Le timing est d’autant plus mauvais que la mégalopole a prouvé qu’elle pouvait augmenter rapidement sa capacité mensuelle de test : environ 110 000 ont été réalisés en juin et près de 300 000 en juillet grâce au concours des laboratoires Sunrise Diagnostic (propriété du chinois BGI), China Inspection Company et Prenetics, start-up installée à Hongkong. Le dépistage survient par ailleurs au moment d’une baisse des nouvelles contaminations détectées quotidiennement (désormais autour de 10 par jour).
«Il est clair que le gouvernement n’a qu’un seul objectif : utiliser la pandémie pour atteindre son objectif, estime Winnie Yu, porte-parole de l’Alliance des employés hospitaliers, syndicat créé pendant les manifestations antirégime. Il fera tout ce qu’il peut pour plaire au gouvernement central.» Et faire fi des risques de faux négatifs ou de défaillances comme celles de kits de test défectueux de BGI utilisés en Suède et qui ont débouché sur 3 700 résultats faussement positifs.
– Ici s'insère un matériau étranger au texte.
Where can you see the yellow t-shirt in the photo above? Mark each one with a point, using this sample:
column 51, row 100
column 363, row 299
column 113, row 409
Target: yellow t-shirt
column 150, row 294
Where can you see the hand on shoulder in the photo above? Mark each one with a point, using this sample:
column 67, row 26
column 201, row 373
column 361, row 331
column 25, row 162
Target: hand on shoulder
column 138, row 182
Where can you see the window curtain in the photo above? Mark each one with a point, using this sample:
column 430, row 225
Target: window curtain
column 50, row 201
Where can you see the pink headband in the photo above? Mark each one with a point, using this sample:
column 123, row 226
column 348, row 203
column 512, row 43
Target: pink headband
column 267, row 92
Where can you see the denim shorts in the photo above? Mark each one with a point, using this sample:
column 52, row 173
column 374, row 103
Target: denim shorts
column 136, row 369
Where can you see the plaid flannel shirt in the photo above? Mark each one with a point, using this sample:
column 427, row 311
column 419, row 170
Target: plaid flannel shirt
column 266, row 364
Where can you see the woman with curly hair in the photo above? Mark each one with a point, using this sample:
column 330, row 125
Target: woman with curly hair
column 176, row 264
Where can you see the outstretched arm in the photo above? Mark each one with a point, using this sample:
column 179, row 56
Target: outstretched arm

Surtout, c’est la question de la confiance qui reste insoluble. Depuis mars, les autorités locales géraient seules la crise sanitaire, en vertu du principe «un pays, deux systèmes», mais la main de Pékin s’est faite plus visible.
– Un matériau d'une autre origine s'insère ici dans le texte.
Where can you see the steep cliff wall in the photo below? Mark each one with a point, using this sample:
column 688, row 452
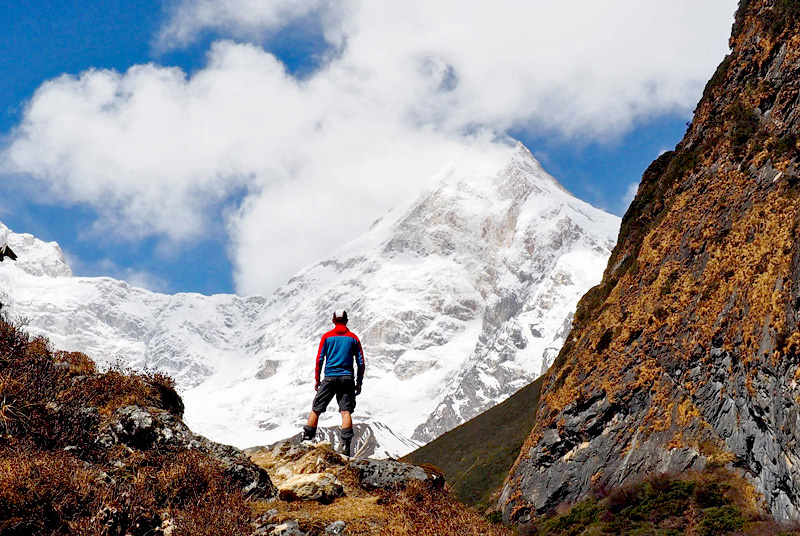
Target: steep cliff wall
column 688, row 353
Le slogan du gouvernement hongkongais «Ensemble luttons contre le virus» est devenu début août «Combattons le virus avec le soutien du gouvernement central». Carrie Lam ne cesse d’exprimer sa «gratitude» devant les capacités offertes par Pékin. La Chine va dépêcher près de 600 personnes pour mener le dépistage à Hongkong, fournir seize laboratoires gonflables et régler les coûts des laboratoires. Un renfort perçu avec suspicion par les Hongkongais.
«Cheval de Troie»
Les opposants, à l’instar de Joshua Wong, craignent que ce programme ne soit une excuse pour mener «une vaste collecte d’ADN ouvrant la voie à une surveillance par le régime à la chinoise» et des transferts de données aux autorités centrales. Le gouvernement de Hongkong nie ces allégations. Mais le prélèvement par la police d’échantillons d’ADN sur les personnes récemment arrêtées en vertu de la loi de sécurité nationale promulguée le 30 juin alimente les craintes que Pékin n’élabore une base de données génétiques pour les Hongkongais, similaire à celle appliquée dans le Xinjiang pour contrôler la minorité des Ouïghours.
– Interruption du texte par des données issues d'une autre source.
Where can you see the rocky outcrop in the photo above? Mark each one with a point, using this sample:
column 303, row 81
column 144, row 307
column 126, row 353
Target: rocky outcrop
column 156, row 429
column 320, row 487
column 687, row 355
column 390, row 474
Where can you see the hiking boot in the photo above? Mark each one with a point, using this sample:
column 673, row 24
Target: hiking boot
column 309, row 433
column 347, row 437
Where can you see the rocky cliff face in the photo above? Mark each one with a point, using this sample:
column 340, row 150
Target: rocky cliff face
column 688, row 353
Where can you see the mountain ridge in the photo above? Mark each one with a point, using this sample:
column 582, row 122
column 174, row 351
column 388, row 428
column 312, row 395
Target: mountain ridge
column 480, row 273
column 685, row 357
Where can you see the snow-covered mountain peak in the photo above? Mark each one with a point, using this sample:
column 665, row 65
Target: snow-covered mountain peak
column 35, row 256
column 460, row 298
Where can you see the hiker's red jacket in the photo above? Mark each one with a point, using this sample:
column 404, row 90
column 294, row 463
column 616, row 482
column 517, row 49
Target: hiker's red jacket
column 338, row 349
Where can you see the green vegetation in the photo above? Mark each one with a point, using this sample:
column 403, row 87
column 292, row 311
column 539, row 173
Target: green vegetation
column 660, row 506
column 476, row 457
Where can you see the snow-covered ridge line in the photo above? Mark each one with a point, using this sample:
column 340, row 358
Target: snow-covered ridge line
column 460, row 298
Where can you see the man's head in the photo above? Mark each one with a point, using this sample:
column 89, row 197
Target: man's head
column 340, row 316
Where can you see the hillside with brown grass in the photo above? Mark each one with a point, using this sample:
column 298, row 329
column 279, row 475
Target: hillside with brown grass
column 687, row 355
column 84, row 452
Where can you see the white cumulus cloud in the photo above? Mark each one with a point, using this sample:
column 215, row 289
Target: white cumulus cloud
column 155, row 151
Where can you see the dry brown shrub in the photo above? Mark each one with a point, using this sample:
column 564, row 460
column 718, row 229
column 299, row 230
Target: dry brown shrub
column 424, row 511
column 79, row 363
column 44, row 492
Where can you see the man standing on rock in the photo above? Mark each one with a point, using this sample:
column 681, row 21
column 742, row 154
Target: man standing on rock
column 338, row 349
Pékin milite pour que Hongkong adopte le code de santé numérique pour faciliter les voyages transfrontaliers et éviter une quarantaine à ceux qui voudraient se déplacer à Macao, l’autre région administrative spéciale voisine, et la province du Guangdong. Mais ce passeport de santé commun – qui, côté hongkongais, ne comprendra que le nom du patient, le résultat du test Covid et l’entreprise qui l’a réalisé – risque, selon l’opposition, de servir de «cheval de Troie sous couvert de politique sanitaire» et de mener à un «autoritarisme numérique».
Carrie Lam a balayé ces critiques, y compris les doutes des scientifiques, «politiquement motivés» selon elle, et destinés à «salir» le gouvernement. Le Bureau des affaires de Macao et Hongkong a pour sa part fustigé les «fausses rumeurs» visant à «saboter le sentiment d’appartenance des Hongkongais à la mère patrie».